Oribe Peralta, de México, finge lustrarle un zapato a su compañero Miguel Layún, luego de que anotó un gol durante un partido amistoso contra Israel, el miércoles 28 de mayo de 2014, en el Estadio Azteca. //Foto: AP

Tras un número en el dorsal puede haber toda una carga de significados, intereses, gustos, responsabilidades y cábalas.

Y la historia del fútbol es rica en historias que así lo muestran. En Argentina, para citar un caso, tras el retiro de Diego Armando Maradona, la Asociación de Fútbol Argentino (AFA) quiso en 2001 sacar la camiseta número 10 de su seleccionado en honor al “pibe de oro”.

Con el Mundial Brasil 2014 a a pocos días de iniciar, las 32 selecciones clasificadas han definido sus listas de 23 convocados.
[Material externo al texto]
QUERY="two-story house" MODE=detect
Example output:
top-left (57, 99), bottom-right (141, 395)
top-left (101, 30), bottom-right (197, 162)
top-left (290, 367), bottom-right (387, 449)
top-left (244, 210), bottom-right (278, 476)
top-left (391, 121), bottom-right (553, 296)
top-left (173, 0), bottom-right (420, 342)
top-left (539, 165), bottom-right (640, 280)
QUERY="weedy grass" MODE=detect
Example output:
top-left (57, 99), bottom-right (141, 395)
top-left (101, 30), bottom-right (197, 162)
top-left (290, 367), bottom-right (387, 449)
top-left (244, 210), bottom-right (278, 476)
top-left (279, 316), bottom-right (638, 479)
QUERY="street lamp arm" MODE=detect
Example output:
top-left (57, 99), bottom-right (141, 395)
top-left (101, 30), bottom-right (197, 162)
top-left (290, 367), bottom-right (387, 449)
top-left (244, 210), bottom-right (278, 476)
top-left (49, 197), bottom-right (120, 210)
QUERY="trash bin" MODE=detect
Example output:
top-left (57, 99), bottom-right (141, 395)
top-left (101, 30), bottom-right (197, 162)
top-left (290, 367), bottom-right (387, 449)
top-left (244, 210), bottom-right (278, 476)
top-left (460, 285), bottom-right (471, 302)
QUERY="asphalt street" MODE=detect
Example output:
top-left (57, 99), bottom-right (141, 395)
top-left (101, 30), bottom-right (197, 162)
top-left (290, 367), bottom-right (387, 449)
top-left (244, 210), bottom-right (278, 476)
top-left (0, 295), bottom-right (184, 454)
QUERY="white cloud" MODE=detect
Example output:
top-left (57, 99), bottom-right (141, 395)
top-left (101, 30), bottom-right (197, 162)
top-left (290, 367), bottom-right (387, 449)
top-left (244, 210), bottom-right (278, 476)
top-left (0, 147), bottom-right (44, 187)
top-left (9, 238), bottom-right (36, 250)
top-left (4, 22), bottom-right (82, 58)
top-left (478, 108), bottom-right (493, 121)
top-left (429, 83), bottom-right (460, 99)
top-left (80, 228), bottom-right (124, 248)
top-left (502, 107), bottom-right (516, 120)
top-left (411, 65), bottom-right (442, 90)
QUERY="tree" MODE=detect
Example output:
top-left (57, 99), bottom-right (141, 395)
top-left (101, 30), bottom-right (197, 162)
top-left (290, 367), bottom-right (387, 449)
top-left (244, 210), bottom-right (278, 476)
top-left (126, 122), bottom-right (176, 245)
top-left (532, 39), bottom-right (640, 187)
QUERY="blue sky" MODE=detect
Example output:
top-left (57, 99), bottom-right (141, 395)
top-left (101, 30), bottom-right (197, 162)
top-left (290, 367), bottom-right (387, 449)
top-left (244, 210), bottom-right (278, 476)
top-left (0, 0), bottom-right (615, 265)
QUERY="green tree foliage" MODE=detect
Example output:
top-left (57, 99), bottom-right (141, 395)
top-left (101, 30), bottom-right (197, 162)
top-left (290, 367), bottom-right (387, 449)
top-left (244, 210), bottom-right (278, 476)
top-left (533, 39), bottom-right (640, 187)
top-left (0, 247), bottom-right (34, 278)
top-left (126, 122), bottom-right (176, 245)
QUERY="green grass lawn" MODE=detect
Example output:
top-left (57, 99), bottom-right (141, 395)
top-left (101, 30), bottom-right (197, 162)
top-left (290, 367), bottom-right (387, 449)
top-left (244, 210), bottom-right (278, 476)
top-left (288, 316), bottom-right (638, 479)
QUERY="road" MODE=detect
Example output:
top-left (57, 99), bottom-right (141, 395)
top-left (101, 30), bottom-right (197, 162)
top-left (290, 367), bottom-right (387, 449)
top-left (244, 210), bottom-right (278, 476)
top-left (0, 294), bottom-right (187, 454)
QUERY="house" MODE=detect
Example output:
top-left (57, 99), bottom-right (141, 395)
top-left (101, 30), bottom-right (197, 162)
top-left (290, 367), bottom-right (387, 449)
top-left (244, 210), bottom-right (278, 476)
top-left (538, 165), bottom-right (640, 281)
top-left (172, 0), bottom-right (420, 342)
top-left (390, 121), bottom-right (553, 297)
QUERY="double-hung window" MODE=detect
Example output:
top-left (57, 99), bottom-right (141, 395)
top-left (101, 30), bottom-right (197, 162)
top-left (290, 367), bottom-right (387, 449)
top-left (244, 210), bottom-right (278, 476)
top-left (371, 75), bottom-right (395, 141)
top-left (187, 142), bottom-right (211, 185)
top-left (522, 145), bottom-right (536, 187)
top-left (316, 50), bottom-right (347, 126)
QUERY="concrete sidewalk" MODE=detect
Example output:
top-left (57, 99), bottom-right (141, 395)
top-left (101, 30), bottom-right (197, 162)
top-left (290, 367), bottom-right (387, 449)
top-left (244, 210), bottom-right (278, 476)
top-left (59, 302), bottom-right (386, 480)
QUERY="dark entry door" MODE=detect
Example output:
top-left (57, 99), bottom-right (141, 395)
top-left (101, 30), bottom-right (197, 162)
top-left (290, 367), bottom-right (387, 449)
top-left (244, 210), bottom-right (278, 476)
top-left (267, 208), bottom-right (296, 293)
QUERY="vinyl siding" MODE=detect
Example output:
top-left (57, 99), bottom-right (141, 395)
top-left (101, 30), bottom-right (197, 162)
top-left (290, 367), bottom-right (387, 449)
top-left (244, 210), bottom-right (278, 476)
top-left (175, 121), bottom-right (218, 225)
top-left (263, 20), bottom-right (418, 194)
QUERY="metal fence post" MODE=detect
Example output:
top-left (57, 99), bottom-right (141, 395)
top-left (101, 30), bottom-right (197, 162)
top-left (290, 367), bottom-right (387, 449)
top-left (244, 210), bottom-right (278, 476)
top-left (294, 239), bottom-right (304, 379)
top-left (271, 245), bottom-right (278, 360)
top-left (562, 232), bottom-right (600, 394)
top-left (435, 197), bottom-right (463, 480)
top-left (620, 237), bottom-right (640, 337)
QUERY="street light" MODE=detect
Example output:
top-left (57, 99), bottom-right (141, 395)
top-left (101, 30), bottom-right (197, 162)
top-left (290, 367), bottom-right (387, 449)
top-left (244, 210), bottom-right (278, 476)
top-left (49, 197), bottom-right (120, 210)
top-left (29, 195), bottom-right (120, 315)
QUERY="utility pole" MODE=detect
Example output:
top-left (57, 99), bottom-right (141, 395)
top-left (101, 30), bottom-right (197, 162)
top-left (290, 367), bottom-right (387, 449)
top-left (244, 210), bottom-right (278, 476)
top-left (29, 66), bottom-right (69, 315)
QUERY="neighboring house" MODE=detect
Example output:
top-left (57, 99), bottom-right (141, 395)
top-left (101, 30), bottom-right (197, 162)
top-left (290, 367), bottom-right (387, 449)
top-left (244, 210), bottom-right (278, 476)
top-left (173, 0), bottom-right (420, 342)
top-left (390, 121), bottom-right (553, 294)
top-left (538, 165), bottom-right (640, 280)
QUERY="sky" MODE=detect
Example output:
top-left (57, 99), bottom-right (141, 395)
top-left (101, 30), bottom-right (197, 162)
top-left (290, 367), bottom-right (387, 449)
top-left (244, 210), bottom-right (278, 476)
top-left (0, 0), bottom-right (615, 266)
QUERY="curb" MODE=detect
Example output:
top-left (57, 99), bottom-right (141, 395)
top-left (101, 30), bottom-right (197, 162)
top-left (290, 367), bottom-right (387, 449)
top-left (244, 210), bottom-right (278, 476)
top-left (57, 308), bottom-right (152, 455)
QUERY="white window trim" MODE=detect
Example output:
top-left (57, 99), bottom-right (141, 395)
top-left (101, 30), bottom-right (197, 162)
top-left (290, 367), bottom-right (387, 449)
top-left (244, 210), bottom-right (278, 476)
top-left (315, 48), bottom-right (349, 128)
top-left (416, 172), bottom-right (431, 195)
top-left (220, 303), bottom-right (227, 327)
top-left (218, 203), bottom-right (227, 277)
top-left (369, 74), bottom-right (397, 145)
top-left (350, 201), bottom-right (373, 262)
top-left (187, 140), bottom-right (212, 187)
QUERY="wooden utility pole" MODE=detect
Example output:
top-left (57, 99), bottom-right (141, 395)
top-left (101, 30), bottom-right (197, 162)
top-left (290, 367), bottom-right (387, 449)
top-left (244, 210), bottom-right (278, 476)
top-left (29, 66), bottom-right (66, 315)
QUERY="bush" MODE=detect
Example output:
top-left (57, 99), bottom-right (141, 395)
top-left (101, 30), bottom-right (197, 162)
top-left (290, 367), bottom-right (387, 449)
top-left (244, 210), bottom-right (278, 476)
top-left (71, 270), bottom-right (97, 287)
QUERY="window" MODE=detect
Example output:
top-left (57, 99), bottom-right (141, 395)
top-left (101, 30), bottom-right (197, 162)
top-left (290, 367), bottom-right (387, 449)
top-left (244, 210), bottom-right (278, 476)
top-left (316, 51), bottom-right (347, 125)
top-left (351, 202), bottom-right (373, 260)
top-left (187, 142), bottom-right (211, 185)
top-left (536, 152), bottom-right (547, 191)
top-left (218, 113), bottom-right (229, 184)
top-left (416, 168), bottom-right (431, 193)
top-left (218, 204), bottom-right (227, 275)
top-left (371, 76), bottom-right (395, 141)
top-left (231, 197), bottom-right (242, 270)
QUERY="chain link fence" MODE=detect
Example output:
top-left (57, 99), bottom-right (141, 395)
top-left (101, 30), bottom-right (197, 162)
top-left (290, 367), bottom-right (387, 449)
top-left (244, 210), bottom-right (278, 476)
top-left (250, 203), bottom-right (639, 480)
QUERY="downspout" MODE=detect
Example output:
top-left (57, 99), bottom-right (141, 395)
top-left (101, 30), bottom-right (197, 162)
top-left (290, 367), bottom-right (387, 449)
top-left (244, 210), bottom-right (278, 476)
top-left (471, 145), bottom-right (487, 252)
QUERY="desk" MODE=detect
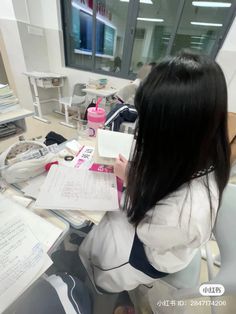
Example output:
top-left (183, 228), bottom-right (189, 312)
top-left (0, 109), bottom-right (33, 139)
top-left (23, 72), bottom-right (66, 123)
top-left (3, 186), bottom-right (70, 255)
top-left (82, 87), bottom-right (117, 103)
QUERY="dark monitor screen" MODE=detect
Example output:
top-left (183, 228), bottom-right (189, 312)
top-left (79, 10), bottom-right (93, 52)
top-left (72, 7), bottom-right (116, 57)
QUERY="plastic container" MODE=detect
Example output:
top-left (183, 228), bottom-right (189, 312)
top-left (87, 107), bottom-right (106, 136)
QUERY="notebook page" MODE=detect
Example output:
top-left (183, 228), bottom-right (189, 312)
top-left (0, 194), bottom-right (62, 251)
top-left (0, 209), bottom-right (52, 313)
top-left (35, 165), bottom-right (119, 211)
top-left (97, 129), bottom-right (134, 159)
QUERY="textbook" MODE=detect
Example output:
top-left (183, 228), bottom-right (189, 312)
top-left (97, 129), bottom-right (134, 159)
top-left (35, 165), bottom-right (119, 211)
top-left (0, 194), bottom-right (61, 313)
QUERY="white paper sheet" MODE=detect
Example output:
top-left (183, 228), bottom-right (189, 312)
top-left (0, 194), bottom-right (62, 251)
top-left (97, 129), bottom-right (134, 159)
top-left (0, 209), bottom-right (52, 313)
top-left (35, 165), bottom-right (119, 211)
top-left (22, 173), bottom-right (46, 199)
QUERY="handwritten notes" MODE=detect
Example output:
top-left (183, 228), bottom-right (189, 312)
top-left (0, 209), bottom-right (52, 313)
top-left (35, 166), bottom-right (119, 211)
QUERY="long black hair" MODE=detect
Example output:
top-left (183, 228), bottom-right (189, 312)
top-left (124, 52), bottom-right (230, 225)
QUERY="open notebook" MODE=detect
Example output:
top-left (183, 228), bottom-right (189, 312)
top-left (0, 194), bottom-right (61, 313)
top-left (97, 129), bottom-right (134, 159)
top-left (35, 165), bottom-right (119, 211)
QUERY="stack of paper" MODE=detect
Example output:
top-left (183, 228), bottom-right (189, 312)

Y con ello ya se asignan a cada jugador los números de sus camisetas.

Pero la FIFA establece en su reglamento que en una Copa del Mundo toda selección debe presentar una plantilla de jugadores numerados del 1 al 23.

Ecuador, por ejemplo, tendrá que asignar a uno de sus jugadores el número 11 que le correspondió a Christian ‘Chucho’ Benítez, quien falleció el 29 de julio del año pasado por una insuficiencia cardíaca, y a quien la selección ecuatoriana ha dedicado su participación en el torneo.

Se espera que el 11 sea utilizado por Felipe Caicedo.

Lea también: “Chucho” Benítez y la partida de un hombre alegre

El 7 del Manchester United o el 1+8 de Zamorano

A nivel de clubes, ciertos números han cobrado especial importancia en determinados momentos. En el Manchester United la camiseta 7 es toda una leyenda. Ese número lo llevaron, entre otros, leyendas del club como George Best, Eric Cantona, David Beckham y Cristiano Ronaldo.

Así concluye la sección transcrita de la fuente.